Tokenisation varies from model to model, but this sentence tokenises to 10 tokens across various GPT models (GPT Tokenizer).
\[\text{Transformer Embedding Size (Bits)} = 10 \text{ tokens} \times 16 \text{ bits/token ID} = 160 \text{ bits}\]Output Data Size (Sentence Embedding): A popular, high-quality sentence transformer (like all-MiniLM-L6-v2) often produces an embedding of 384 dimensions. Again, these are typically 32-bit floating-point numbers.
\[\text{Output Size (Bits)} = 384 \text{ dimensions} \times 32 \text{ bits/dimension} = 12,288 \text{ bits}\]Compression Ratio (Raw Bits)
\[\text{Compression Ratio} = \frac{\text{Text Size (Bits)}}{\text{Output Size (Bits)}} = \frac{352}{12,288} \approx 0.029\]In contrast to what we saw with images, text embeddings are uncompressed versions of their sources.
But What Are Embeddings, Really?
For the image example, the ratio was much greater than one, indicating massive compression. For the language example, the ratio is much less than one, indicating the model is performing expansion in terms of raw storage size, not compression. Why is the language ratio $<1$? This result highlights a critical difference:
- Image: The input is raw pixel data (mostly redundant/local information), and the model’s job is to compress it into its abstract semantic features.
- Language: The input is already highly compressed symbolic data (token IDs). The embedding model’s job is to expand this sparse, discrete ID into a dense, high-dimensional space that captures the rich, continuous semantic relationships between words and concepts. The value of a language embedding isn’t in saving space, but in making the abstract meaning of the text mathematically comparable.

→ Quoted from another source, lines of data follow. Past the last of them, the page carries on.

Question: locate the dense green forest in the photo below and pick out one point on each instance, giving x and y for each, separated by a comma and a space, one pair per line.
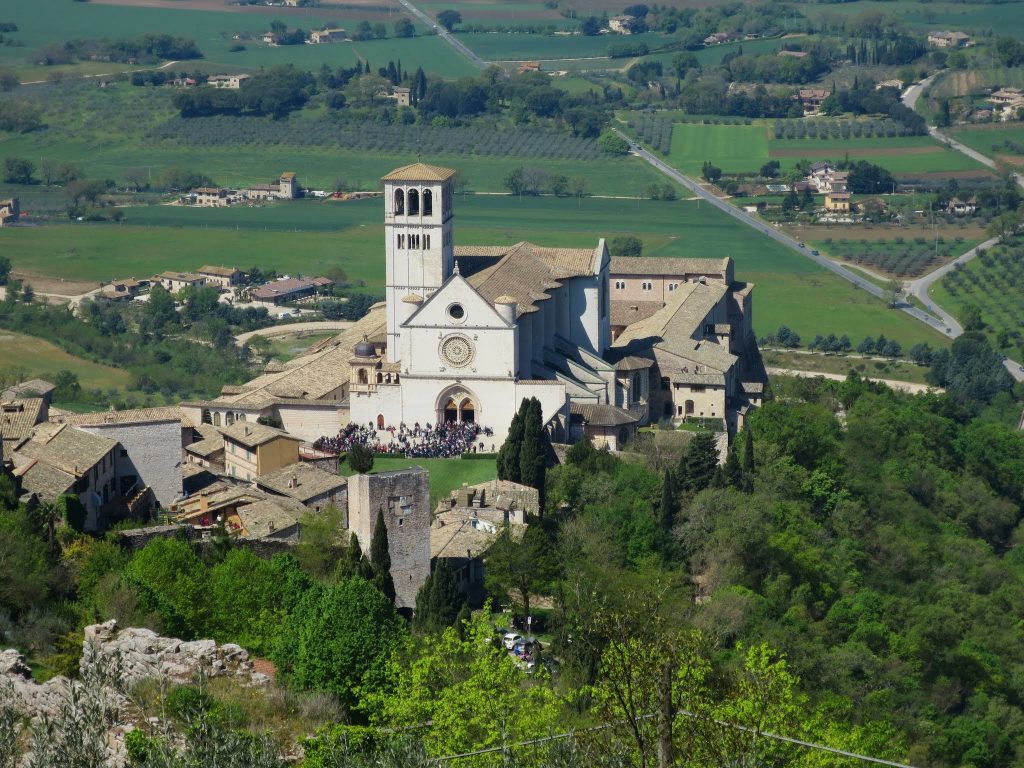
851, 576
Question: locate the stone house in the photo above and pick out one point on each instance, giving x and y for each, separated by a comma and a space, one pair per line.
225, 276
9, 211
309, 485
254, 450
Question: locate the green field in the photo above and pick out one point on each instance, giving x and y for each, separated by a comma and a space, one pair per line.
445, 474
30, 357
44, 22
990, 140
791, 290
733, 147
739, 148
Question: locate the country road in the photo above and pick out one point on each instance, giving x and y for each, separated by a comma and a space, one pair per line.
780, 238
444, 35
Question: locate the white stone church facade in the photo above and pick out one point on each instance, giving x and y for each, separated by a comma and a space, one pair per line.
467, 332
473, 331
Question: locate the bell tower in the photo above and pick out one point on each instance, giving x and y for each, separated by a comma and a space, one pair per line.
417, 238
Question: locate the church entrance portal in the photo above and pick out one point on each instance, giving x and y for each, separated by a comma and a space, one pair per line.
456, 406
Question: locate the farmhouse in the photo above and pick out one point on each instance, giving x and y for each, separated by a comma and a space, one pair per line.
225, 276
467, 332
9, 211
336, 35
174, 282
838, 202
811, 98
211, 197
289, 289
231, 82
948, 39
622, 25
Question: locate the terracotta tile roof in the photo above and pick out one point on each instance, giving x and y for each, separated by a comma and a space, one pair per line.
67, 449
18, 418
641, 266
625, 312
220, 271
310, 481
419, 172
129, 416
526, 271
602, 415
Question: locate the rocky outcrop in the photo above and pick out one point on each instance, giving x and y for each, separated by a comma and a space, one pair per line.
113, 662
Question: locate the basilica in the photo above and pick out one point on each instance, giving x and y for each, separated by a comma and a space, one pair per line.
467, 332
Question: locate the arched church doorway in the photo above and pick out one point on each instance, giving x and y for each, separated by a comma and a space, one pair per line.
451, 412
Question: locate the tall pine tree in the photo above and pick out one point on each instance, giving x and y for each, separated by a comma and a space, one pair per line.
508, 456
531, 455
696, 469
380, 558
670, 501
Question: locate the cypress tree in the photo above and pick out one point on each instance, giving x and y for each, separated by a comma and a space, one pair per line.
380, 558
508, 456
670, 501
531, 455
696, 469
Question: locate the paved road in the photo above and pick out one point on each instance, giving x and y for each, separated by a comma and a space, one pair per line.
780, 238
295, 329
446, 36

While we’ve looked at storage density, the true measure of a “super dense” model is its Information Density:
\[\text{Information Density} \propto \frac{\text{Semantic Information Contained}}{\text{Vector Size (Bits)}}\]A “super dense” embedding is one that retains a high amount of the original input’s semantic meaning while having a minimal size. For instance, a 768D image embedding might score slightly better on downstream tasks than a 1024D one, meaning the 768D vector has a higher information density. The key is how well the model filters out noise and redundancy while preserving meaning.
Human’s Embeddings
It’s also interesting to consider how humans store information. The word “car” conjures up a lot of information in the human mind. While language models store the information in the token embeddings and network parameters, humans store it in their brain with neuron connections. Similarly with the visual and auditory cortex, humans can translate from raw sensory information to embedded meanings within the brain.
Conclusion
Our simple model of storage density revealed the difference in how embeddings are used in language and vision models. Storage density is one way to think about embedding density, but there are others such as information density which provide insight into the model’s ability to preserve meaning. Human’s also have some form of embeddings stored within our brains which acts to translate from low-level sensory information to deeper meanings.